How Long Does It Take To Diagnose Mental Illness?

The American Psychiatric Association defines a mental disorder as “a syndrome characterized by clinically significant disturbance in an individual’s cognition, emotion regulation, or behavior that reflects a dysfunction in the psychological, biological, or development processes underlying mental functioning.” The diagnosis process for mental illness typically includes several components. The initial steps generally include a thorough physical exam as well as conducting various lab tests, such as blood work, a urine test, or a brain scan (e.g., to check thyroid function, screen for alcohol and drugs, etc.) to ensure symptoms are not being caused by something else. The physical exam typically lasts between 30 to 45 minutes long, and depending on which lab tests are requested, they usually take less than five minutes

If no signs of physical illness are determined, the process continues with an additional assessment conducted by a mental health professional that specializes in diagnosing and treating mental illnesses (e.g., psychiatrist, psychologist, etc.). The duration of a psychiatric evaluation varies from one person to another. The amount of information needed helps to determine the amount of time the assessment takes. Depending on the situation, a mental health evaluation can last anywhere from 20 to 90 minutes long, and in some cases longer. The mental health professional conducting the psychological evaluation will ask in-depth questions about one’s reported symptoms (e.g., how long they last, how intense they are, etc.), how the symptoms interfere with one’s daily life, will make observations of one’s attitude and behavior, and may use psychological questionnaires to help determine a diagnosis.
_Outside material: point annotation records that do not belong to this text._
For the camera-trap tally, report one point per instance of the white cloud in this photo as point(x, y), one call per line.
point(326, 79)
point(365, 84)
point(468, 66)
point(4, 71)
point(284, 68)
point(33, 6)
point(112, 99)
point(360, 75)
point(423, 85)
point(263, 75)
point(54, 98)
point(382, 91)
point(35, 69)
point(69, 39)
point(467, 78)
Mental health professionals also closely adhere to the criteria provided by the American Psychiatric Association that is published in the Diagnostic and Statistical Manual of Mental Disorders, Fifth Edition (DSM-5). The latest revision of the DSM-5, which is a handbook universally used by mental health professionals in America to diagnose mental illness, includes 157 mental health diagnoses. It contains descriptions, symptoms, diagnostic criteria as well as statistics concerning which sex is most affected by the illness, the typical age of onset, the effects of treatment, and common treatment approaches. Medical insurance companies, such as Kaiser Permanente, require a specific diagnosis to approve the payment for treatment of mental health conditions. The DSM-5 is also used by mental health professionals to classify patients for billing purposes.